Upon returning to Spain, JL’s group has been working on the structure and the function of glutamate receptors, the most important signaling system in the brain, as it mediates more than 90% of the excitatory neurotransmission. To this end, JL implemented molecular and electrophysiological approaches. Through the generation and analyses of chimeric constructions, JL’s group analyzed one important characteristic of neurotransmitter receptors: desensitization (Neuron 1992); defined its structural determinants (Neuron, 1998a) and the allosteric mechanism involved (Neuron, 2001), intrinsic to the NMDA type of glutamate receptors. In the frame of defining the molecular structures mediating neuronal communication, JL was first to describe the existence in central neurons of another type of functional glutamate receptors, the kainate receptor. JL demonstrated that kainate receptor proteins form functional receptor channels in hippocampal neurons (PNAS 1993) and also provided the tool by which these receptors could be further studied, the drug 2-3-benzodiazepine, GYKI 53655, which allowed its pharmacological isolation (Neuron 1995a). Indeed, this finding paved the way for progress in the field. Since then, JL’s and other groups have addressed specific questions on the functional role of these receptors. JL has characterized these receptors in cultured neurons (where they were among the pioneers in applying single-cell RT-PCR; Neuron, 1995b) and in brain slices and described their fundamental role in controlling neuronal tissue excitability and epileptogenesis (Neuron, 1997). Among other achievements, JL has demonstrated that these receptors have a dual mechanism for signaling.
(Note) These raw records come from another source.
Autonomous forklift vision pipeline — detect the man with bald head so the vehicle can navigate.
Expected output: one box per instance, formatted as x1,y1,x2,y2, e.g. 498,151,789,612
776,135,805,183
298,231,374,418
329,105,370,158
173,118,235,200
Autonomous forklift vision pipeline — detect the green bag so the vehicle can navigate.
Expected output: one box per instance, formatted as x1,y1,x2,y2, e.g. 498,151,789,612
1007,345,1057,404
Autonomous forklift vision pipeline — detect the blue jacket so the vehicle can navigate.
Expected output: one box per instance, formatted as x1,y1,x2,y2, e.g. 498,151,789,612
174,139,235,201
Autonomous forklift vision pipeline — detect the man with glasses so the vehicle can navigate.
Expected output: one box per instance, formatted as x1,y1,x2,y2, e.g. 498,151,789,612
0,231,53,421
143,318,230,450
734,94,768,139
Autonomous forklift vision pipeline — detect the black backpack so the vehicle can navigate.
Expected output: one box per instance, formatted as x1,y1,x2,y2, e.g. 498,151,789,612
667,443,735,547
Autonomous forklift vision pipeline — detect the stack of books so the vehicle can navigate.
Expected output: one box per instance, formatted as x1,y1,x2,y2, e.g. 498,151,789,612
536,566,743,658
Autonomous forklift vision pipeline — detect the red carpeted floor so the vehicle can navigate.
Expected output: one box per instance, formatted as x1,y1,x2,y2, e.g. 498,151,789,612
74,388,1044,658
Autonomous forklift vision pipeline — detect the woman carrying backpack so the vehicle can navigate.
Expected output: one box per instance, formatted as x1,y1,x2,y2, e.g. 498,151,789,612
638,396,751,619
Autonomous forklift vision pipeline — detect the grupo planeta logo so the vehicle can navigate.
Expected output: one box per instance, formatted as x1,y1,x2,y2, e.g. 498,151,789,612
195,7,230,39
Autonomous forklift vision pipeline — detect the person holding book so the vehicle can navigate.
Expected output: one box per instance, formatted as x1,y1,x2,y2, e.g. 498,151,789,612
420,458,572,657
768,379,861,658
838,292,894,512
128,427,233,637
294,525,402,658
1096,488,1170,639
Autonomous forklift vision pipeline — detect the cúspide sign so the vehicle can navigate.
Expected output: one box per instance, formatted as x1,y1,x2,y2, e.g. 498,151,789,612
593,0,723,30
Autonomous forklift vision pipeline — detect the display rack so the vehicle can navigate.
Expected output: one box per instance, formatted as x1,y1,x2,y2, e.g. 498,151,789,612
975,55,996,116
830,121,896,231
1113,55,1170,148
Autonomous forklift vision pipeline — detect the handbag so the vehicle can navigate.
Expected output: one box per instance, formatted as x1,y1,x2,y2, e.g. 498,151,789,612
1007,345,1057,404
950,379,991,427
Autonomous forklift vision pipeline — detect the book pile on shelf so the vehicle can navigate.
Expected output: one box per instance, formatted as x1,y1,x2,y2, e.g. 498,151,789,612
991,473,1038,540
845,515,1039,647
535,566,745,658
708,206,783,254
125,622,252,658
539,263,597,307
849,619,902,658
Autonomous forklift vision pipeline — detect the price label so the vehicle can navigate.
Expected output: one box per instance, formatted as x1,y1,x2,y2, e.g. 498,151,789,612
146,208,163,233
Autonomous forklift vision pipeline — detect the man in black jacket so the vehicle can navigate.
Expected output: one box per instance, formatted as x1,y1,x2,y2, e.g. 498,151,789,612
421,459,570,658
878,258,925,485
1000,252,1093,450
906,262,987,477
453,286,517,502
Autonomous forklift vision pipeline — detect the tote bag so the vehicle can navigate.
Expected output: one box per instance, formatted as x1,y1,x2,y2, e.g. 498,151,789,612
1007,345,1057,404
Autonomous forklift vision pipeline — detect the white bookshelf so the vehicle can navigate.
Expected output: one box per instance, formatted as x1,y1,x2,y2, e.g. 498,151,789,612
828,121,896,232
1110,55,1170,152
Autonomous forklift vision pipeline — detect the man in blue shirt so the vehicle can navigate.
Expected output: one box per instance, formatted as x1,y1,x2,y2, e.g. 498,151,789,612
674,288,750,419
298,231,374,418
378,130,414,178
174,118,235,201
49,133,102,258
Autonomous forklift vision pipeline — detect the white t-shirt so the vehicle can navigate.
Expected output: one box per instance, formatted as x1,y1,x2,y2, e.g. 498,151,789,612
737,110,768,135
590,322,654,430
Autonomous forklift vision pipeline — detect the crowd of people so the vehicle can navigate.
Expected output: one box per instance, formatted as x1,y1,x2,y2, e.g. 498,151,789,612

In addition to their expected ability to act as ion channels, JL and associates have shown that they trigger a second messenger-mediated cascade, involving a G-protein (Neuron, 1998b; PNAS 2000). This and subsequent work (Neuron, 2003; EMBO J., 2007) put forward the new concept that ion channel-forming receptors are also able to signal through a G-protein, opening new vistas on the mechanisms by which glutamate receptors of the ionotropic type work. Taken together, JL’s contributions have helped to understand why kainate receptor activation is proconvulsive and identified kainate receptors as targets for new treatments of epileptic disease.
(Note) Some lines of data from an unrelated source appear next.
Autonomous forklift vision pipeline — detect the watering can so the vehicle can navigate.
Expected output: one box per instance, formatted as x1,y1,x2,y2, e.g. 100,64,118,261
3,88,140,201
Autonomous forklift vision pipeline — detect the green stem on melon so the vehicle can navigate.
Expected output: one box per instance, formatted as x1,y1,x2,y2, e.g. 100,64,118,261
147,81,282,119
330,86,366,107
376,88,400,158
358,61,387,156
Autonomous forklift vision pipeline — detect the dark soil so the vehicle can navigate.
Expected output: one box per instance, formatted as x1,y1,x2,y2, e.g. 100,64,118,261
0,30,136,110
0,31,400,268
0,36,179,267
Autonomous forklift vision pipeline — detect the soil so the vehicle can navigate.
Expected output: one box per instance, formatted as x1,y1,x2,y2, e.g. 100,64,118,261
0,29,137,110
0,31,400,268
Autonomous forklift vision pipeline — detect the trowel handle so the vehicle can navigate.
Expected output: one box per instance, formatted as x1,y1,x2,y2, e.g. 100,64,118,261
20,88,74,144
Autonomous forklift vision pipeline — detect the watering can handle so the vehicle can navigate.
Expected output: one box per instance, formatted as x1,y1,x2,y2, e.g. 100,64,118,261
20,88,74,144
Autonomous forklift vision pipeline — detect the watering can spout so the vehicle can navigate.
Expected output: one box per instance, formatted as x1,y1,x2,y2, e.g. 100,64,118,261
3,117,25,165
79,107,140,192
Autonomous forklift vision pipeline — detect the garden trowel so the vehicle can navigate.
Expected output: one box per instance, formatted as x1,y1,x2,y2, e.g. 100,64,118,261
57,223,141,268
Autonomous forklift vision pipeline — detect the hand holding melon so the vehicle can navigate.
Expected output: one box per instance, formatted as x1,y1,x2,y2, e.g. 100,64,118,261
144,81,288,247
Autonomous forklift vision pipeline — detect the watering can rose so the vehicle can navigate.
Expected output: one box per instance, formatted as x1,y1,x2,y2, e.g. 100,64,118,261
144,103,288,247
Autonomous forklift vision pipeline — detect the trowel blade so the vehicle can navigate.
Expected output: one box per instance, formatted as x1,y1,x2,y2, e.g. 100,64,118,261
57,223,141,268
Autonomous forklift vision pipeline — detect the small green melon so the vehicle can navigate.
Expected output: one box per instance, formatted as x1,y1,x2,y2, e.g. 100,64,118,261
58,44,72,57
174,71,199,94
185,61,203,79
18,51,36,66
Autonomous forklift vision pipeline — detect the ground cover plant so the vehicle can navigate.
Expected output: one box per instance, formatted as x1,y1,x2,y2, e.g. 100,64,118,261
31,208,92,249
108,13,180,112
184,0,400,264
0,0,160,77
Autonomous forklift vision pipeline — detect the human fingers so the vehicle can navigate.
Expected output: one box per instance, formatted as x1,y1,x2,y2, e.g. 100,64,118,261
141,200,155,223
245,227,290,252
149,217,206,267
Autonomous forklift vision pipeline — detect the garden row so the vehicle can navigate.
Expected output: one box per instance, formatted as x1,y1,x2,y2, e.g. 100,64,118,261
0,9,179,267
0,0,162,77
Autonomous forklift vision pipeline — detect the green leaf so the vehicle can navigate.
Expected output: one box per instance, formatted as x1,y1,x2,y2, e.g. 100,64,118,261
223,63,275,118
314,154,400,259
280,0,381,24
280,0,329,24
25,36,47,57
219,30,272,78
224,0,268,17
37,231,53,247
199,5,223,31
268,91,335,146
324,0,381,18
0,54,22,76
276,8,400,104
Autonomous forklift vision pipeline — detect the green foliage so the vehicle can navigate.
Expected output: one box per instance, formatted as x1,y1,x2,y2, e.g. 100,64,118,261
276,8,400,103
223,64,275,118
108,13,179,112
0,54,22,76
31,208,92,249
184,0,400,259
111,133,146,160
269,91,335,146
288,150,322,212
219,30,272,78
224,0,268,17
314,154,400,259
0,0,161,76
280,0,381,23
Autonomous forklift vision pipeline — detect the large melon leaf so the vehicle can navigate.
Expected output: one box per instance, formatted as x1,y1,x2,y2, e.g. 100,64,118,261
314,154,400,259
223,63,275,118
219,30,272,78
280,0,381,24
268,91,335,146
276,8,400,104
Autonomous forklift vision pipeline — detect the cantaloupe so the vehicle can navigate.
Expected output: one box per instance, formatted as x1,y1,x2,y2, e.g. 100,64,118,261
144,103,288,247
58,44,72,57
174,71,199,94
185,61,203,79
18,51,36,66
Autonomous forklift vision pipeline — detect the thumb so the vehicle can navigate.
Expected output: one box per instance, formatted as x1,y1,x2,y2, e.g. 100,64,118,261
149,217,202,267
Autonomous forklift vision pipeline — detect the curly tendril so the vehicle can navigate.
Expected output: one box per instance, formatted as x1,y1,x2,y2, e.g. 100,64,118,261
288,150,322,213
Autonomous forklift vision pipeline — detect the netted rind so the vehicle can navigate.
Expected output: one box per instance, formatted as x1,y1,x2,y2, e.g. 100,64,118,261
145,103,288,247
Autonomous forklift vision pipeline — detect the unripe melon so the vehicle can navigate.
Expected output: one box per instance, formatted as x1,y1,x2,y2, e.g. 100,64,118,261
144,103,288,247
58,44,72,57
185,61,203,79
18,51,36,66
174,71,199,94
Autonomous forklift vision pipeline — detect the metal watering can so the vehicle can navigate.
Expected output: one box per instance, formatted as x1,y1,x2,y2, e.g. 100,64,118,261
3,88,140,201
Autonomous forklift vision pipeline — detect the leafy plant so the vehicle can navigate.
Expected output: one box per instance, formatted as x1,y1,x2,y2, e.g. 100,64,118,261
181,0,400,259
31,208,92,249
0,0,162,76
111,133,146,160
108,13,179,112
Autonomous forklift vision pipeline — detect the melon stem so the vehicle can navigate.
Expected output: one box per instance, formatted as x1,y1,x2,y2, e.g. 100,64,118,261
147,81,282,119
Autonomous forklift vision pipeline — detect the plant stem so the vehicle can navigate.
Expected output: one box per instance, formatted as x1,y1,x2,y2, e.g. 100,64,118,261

Juan Lerma has organized and chaired symposia for the Society for Neuroscience (SfN) and the FENS meetings and gave several plenary lectures in national and international congresses. JL has written a number of reviews in journals such as Neuron, Physiological Reviews, Current Opinion and Nature Reviews as well as in a number of monographic books, including the Encyclopedia of Neurosciences (L. Squire, ed).